Twelve of the state’s most populous counties will be allowed to hold a referendum to ask their residents if they would approve additional tax increases to help pay for transportation projects, including mass transit. If voters approved the referendum, the taxes that local governments could raise are: sales tax, business tax, car rental tax, hotel/motel tax, residential development tax and wheel tax.

Additional surcharges enacted would be capped at 20 percent of the current rate.

Any proposed projects funded by the additional surcharges would be subject to an audit by the state’s comptroller, who would need to sign off on the plan in advance.

Overall, the IMPROVE Act increases the state’s gas tax from 21.4 cents per gallon by six cents per gallon over three years. Diesel taxes increase by 10 cents over three years.  The IMPROVE Act also increases some vehicle registration fees and offsets the impact on its residents’ wallets by decreasing other taxes.

Haslam and others have argued every area in the state will see their projects funded through the bill, and the measure will prevent local governments from using alternative means, such as increasing property taxes, to pay for needed improvements.

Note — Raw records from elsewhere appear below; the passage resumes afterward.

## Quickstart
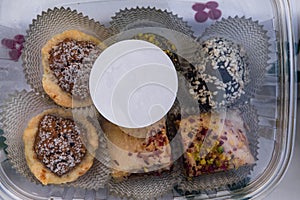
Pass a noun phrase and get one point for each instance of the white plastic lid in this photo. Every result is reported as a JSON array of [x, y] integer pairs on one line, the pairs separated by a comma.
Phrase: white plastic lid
[[133, 83]]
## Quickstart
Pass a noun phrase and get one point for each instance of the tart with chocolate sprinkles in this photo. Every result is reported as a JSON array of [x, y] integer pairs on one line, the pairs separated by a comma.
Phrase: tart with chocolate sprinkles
[[59, 149], [64, 70], [214, 142], [222, 65], [141, 150]]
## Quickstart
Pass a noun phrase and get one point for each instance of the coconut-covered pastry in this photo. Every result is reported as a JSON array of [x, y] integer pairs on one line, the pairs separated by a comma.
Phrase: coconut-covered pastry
[[138, 150], [222, 65], [214, 142], [64, 71], [57, 148]]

Tennessee counties own 64 percent of the State’s public road miles and receive 20 percent of the state’s transportation funding, according to data from 2014 provided by the National Association of Counties. In comparison, Maryland’s counties (excluding Baltimore City) own 69 percent of the public roads, and receive 1.4 percent of highway user revenues. When the Maryland General Assembly increased the gas tax five years ago via the Transportation Infrastructure Investment Act of 2013, none of those new revenues funded local roads and bridges – all of that money funds the Maryland Department of Transportation.